First let’s consider a domestic firm that produces t-shirts.The graph below shows the market for t-shirts within that country:
From this graph we can easily see where equilibrium price and quantity are (where supply and demand intersects). This is good for the domestic firm because they are selling an amount they are happy with for a reasonable price. Now if we allow cheaper products to be imported from another country, it will change this graph up a bit, and change around our equilibrium price and quantity. The domestic firms are unhappy with the lower world prices because they now sell less t-shirts (from Q* to Qd) and receive a lower price for the t-shirts they do sell (from P* to Pw). Notice that the market is still in equilibrium, because the quantity supplied (domestic supply equals Qd, foreign supply equals Qw-Qd) is still equal to quantity demanded of Qw.
The reason we see a lower world price is because of another supply and demand graph happening for the entire world. In this market a new equilibrium price is reached at a lower price, which then translates into the “world price” line we see for our domestic market of t-shirts.
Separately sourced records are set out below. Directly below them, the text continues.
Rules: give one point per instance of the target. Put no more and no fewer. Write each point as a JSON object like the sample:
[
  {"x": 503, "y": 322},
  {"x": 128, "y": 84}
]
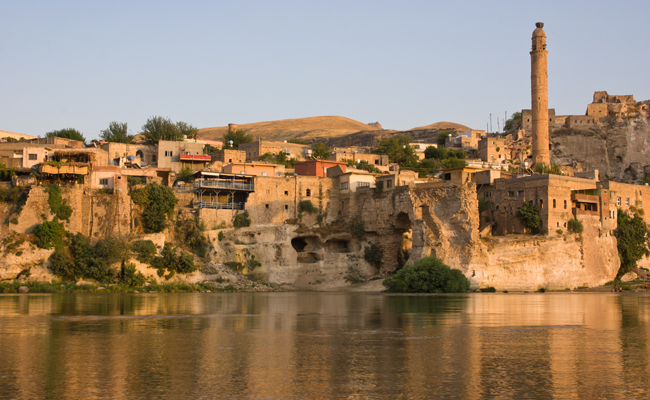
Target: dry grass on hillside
[
  {"x": 443, "y": 125},
  {"x": 301, "y": 128}
]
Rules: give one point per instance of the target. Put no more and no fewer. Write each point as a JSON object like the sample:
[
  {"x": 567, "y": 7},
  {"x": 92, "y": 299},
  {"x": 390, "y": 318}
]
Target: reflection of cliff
[{"x": 324, "y": 345}]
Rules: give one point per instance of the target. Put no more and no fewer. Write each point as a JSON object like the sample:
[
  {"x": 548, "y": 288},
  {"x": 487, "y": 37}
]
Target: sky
[{"x": 404, "y": 64}]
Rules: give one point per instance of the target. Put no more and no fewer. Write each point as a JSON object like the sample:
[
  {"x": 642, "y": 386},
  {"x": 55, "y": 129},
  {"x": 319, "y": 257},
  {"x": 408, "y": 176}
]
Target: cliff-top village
[{"x": 337, "y": 211}]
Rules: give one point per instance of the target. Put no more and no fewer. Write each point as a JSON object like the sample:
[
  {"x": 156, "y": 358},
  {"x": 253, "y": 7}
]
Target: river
[{"x": 325, "y": 345}]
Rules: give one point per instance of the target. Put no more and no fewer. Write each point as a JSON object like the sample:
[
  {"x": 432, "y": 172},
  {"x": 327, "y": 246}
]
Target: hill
[
  {"x": 311, "y": 128},
  {"x": 441, "y": 126}
]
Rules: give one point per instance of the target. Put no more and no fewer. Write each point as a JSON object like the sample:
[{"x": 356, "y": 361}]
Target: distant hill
[
  {"x": 442, "y": 125},
  {"x": 300, "y": 128}
]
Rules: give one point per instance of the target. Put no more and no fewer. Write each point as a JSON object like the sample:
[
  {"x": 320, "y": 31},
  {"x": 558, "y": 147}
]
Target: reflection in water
[{"x": 324, "y": 345}]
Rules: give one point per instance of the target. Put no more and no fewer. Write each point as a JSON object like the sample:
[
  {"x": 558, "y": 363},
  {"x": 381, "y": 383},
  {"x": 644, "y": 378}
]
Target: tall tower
[{"x": 539, "y": 94}]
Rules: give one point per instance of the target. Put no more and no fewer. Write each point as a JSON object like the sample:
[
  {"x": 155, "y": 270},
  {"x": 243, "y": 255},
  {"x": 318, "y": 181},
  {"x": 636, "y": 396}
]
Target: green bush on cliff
[
  {"x": 168, "y": 260},
  {"x": 632, "y": 237},
  {"x": 159, "y": 202},
  {"x": 242, "y": 220},
  {"x": 58, "y": 205},
  {"x": 145, "y": 250},
  {"x": 528, "y": 215},
  {"x": 428, "y": 275},
  {"x": 575, "y": 226},
  {"x": 49, "y": 234}
]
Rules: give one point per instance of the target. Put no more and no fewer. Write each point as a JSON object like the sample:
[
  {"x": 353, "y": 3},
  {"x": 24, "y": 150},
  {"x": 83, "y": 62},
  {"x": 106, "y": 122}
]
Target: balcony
[
  {"x": 585, "y": 198},
  {"x": 223, "y": 184},
  {"x": 219, "y": 205},
  {"x": 195, "y": 157}
]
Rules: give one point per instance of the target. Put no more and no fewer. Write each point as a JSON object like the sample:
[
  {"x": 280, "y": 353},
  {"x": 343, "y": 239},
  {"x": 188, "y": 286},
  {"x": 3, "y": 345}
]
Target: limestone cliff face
[
  {"x": 611, "y": 148},
  {"x": 444, "y": 223}
]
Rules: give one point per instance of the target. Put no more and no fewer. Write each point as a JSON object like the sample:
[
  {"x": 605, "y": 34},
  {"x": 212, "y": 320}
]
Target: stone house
[
  {"x": 256, "y": 149},
  {"x": 493, "y": 150},
  {"x": 142, "y": 155},
  {"x": 179, "y": 155},
  {"x": 317, "y": 167},
  {"x": 228, "y": 156},
  {"x": 255, "y": 169}
]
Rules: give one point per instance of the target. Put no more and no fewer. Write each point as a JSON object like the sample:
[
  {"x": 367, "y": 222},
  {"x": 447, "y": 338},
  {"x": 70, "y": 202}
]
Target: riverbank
[{"x": 88, "y": 287}]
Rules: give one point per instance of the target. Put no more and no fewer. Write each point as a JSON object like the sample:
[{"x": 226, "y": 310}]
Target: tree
[
  {"x": 428, "y": 275},
  {"x": 68, "y": 133},
  {"x": 632, "y": 240},
  {"x": 398, "y": 150},
  {"x": 528, "y": 215},
  {"x": 238, "y": 137},
  {"x": 442, "y": 137},
  {"x": 321, "y": 151},
  {"x": 186, "y": 130},
  {"x": 159, "y": 128},
  {"x": 117, "y": 132}
]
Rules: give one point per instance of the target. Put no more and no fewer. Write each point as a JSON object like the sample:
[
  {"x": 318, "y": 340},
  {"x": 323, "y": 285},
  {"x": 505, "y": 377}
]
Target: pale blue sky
[{"x": 83, "y": 64}]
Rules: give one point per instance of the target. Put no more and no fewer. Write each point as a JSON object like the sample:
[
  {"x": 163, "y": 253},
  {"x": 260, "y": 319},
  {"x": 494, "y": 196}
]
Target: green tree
[
  {"x": 67, "y": 133},
  {"x": 428, "y": 275},
  {"x": 528, "y": 215},
  {"x": 398, "y": 150},
  {"x": 237, "y": 137},
  {"x": 511, "y": 121},
  {"x": 442, "y": 137},
  {"x": 159, "y": 202},
  {"x": 186, "y": 130},
  {"x": 632, "y": 240},
  {"x": 321, "y": 151},
  {"x": 160, "y": 128},
  {"x": 117, "y": 132}
]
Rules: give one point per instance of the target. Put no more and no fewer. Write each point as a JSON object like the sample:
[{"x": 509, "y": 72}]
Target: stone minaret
[{"x": 539, "y": 94}]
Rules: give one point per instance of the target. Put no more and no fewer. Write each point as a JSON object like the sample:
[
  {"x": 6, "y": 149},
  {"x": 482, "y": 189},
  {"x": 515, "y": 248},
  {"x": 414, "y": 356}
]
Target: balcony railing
[
  {"x": 194, "y": 157},
  {"x": 219, "y": 206},
  {"x": 201, "y": 183}
]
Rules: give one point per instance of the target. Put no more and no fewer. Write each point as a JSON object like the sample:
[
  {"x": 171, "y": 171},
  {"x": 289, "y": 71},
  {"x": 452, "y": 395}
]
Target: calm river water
[{"x": 324, "y": 345}]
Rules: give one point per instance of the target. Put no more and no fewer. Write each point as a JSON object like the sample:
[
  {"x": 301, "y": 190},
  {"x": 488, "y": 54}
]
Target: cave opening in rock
[{"x": 298, "y": 244}]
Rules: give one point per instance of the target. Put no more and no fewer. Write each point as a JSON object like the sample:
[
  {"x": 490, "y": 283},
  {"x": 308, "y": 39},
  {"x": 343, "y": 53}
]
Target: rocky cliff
[{"x": 619, "y": 149}]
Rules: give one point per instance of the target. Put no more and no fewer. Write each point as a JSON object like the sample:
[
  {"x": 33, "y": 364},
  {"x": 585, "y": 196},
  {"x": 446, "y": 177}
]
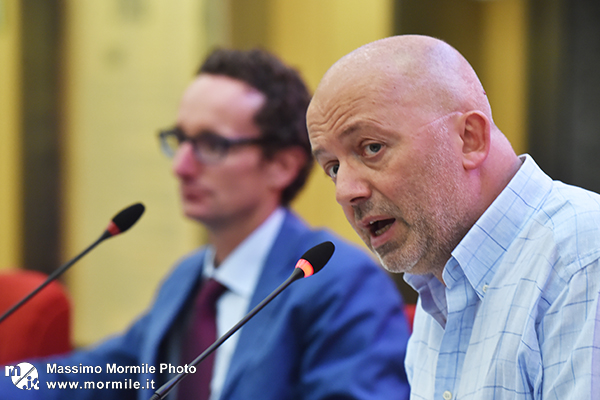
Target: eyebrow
[{"x": 351, "y": 129}]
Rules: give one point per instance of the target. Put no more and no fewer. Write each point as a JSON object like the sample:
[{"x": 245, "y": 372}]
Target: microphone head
[
  {"x": 315, "y": 258},
  {"x": 125, "y": 219}
]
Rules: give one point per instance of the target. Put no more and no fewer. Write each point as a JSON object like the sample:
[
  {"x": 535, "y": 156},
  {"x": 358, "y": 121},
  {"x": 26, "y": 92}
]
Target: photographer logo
[{"x": 23, "y": 375}]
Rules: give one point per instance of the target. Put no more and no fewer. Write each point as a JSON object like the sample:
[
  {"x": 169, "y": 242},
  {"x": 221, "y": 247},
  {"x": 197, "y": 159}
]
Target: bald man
[{"x": 506, "y": 261}]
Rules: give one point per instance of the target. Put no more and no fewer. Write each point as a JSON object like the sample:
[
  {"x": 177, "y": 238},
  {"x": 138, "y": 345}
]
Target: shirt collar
[{"x": 240, "y": 270}]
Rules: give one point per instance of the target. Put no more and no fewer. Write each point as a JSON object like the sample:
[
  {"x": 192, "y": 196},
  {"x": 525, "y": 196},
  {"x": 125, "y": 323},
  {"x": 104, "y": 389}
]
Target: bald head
[
  {"x": 422, "y": 71},
  {"x": 404, "y": 129}
]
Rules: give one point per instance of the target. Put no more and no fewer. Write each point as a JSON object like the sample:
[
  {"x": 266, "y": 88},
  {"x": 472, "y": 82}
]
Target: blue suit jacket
[{"x": 339, "y": 334}]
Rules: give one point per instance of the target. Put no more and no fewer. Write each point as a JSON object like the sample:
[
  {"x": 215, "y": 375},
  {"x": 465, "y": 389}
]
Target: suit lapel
[
  {"x": 278, "y": 266},
  {"x": 182, "y": 283}
]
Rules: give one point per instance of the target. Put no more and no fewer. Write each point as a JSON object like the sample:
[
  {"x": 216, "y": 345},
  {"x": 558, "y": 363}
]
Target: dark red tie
[{"x": 200, "y": 335}]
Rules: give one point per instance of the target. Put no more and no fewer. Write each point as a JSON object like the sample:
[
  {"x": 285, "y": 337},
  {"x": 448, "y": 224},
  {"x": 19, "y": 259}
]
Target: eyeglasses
[{"x": 209, "y": 147}]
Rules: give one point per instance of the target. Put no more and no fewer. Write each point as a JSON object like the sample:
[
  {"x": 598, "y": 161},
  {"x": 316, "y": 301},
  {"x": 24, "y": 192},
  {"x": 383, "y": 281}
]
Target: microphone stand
[{"x": 167, "y": 387}]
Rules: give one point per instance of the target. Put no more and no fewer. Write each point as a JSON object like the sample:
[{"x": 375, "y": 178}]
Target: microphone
[
  {"x": 311, "y": 262},
  {"x": 119, "y": 224}
]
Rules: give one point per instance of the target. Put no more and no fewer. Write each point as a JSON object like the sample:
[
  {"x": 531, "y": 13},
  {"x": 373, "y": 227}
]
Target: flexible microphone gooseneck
[
  {"x": 119, "y": 224},
  {"x": 310, "y": 263}
]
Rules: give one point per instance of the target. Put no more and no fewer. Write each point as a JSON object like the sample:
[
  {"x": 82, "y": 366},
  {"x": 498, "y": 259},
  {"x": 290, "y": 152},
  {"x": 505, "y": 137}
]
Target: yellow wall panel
[
  {"x": 10, "y": 149},
  {"x": 312, "y": 35},
  {"x": 505, "y": 66},
  {"x": 128, "y": 63}
]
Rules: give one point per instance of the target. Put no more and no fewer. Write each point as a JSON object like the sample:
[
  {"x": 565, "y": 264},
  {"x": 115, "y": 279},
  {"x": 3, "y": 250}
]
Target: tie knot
[{"x": 210, "y": 291}]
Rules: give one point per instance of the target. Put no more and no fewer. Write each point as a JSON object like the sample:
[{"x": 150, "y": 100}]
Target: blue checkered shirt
[{"x": 519, "y": 317}]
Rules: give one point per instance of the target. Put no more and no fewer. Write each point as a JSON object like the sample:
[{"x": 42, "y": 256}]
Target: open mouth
[{"x": 379, "y": 227}]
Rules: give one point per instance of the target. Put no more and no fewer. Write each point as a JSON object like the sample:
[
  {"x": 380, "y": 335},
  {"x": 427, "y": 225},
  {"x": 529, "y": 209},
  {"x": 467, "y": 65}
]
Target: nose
[
  {"x": 184, "y": 161},
  {"x": 350, "y": 187}
]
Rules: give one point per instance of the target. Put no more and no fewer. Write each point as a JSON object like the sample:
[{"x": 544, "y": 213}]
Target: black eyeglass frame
[{"x": 209, "y": 147}]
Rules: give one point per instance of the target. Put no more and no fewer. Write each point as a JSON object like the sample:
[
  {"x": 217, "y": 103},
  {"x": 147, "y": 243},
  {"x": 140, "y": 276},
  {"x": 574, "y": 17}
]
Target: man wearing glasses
[{"x": 241, "y": 153}]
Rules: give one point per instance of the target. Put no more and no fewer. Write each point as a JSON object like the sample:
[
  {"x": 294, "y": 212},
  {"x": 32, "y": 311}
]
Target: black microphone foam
[
  {"x": 119, "y": 224},
  {"x": 125, "y": 219},
  {"x": 312, "y": 261},
  {"x": 319, "y": 255}
]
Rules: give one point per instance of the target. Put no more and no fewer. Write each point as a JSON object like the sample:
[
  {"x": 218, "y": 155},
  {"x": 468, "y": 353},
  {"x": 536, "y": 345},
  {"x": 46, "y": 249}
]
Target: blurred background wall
[{"x": 85, "y": 85}]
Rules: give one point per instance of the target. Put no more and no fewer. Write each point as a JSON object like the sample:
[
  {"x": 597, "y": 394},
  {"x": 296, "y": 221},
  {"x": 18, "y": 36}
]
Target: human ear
[{"x": 475, "y": 135}]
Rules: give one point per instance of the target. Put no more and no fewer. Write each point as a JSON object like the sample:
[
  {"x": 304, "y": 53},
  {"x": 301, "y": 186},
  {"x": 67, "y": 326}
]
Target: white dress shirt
[{"x": 239, "y": 272}]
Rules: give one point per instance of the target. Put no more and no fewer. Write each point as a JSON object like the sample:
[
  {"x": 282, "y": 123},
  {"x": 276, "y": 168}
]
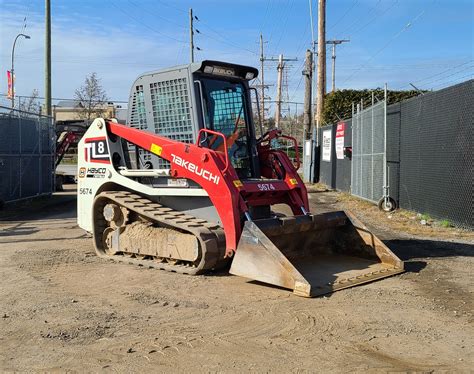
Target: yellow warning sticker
[{"x": 156, "y": 149}]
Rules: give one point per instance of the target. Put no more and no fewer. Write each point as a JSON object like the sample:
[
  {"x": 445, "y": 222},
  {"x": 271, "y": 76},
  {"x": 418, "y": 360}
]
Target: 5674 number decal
[{"x": 85, "y": 191}]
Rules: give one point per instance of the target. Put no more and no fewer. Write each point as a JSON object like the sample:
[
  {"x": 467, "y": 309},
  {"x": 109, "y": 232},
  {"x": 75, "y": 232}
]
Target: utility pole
[
  {"x": 262, "y": 79},
  {"x": 334, "y": 43},
  {"x": 280, "y": 67},
  {"x": 321, "y": 62},
  {"x": 308, "y": 102},
  {"x": 278, "y": 103},
  {"x": 191, "y": 34},
  {"x": 47, "y": 83}
]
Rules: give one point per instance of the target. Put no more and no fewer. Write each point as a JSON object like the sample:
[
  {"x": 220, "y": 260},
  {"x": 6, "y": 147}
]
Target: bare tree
[
  {"x": 91, "y": 98},
  {"x": 30, "y": 104}
]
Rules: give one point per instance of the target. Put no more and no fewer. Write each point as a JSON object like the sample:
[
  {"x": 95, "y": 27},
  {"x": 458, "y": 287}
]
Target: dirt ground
[{"x": 64, "y": 309}]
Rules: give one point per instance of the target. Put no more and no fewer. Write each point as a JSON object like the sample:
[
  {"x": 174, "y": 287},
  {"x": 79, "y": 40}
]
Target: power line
[
  {"x": 404, "y": 28},
  {"x": 357, "y": 20},
  {"x": 443, "y": 72},
  {"x": 344, "y": 15},
  {"x": 155, "y": 14},
  {"x": 140, "y": 22},
  {"x": 63, "y": 99},
  {"x": 457, "y": 80}
]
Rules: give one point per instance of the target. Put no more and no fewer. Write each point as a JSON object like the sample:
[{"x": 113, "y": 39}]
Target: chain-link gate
[
  {"x": 27, "y": 153},
  {"x": 368, "y": 153}
]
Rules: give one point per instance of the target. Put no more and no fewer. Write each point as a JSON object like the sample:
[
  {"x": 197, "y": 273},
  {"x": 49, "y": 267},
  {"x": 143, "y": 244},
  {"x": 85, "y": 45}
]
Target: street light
[{"x": 12, "y": 72}]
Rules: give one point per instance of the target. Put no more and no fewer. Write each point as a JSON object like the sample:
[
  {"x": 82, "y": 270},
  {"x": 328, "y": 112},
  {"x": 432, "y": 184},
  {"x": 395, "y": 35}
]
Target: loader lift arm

Now firms do not like having business taken away by foreign competitors. This means less production going on in the home country, and a lower price received for the goods that they do manage to sell. What firms can try to do is get regulation or laws passed that potentially limit the amount of goods that can be imported. We will consider the impacts of tariffs on the previously described market.
The first we will look at is tariffs, a tariff is like a tax only charged on goods that are imported into the country. What this does is raise the price of the goods being imported into the country. If we apply a tariff to our market for t-shirts, we will see the World Price for t-shirts rise by the amount of the tariff. An example of this is shown below:
You can see from the graph that a tariff will increase the domestic price for t-shirts above the world price, and it will increase the quantity of t-shirts that are supplied domestically. This is good news for domestic firms because they get to produce more shirts, and get a higher price. If the domestic firms also don’t have to pay any lobbying fees, they will really like these tariffs. However, the introduction of tariffs produces a deadweight loss on the economy, which is why most economists oppose tariffs and promote free trade.
This deadweight loss occurs because the marginal benefits and the marginal costs are no longer equal to each other in the market. Before, when foreign firms supplied goods at the world price, the domestic firms competed by selling a lower quantity at a lower price. They still chose to sell at this price, but would prefer to get a higher price. Now with the tariff in place less t-shirts are demanded as a whole so consumer surplus goes down, even though producer surplus goes up. The net surplus of the domestic economy falls because of the introduction of tariffs. Check out the graph and equations below:
Consumer Surplus before tariff = a+b+c+d+e+f+g+h+i
Producer Surplus before tariff= j
Total Surplus before tariff = a+b+c+d+e+f+g+h+i+j
Consumer Surplus after tariff = a+b+c+d
Producer Surplus after tariff = j+e
Government revenue after tariff = g+h
Deadweight loss after tariff = f+i
So after the imposition of the tariff, the over surplus of the economy goes down by the amount of f+i. You can see this in the graph because it used to be part of the consumer surplus, and now it is neither in producer surplus or government revenue.
This post has gone over one of the dark sides of free trade by looking at its impact on firms and how firms can fight back by supporting tariffs. Even though tariffs make the economy as a whole worse off, they do make individual firms better off so we are likely to see their introduction and pressure for them into the future.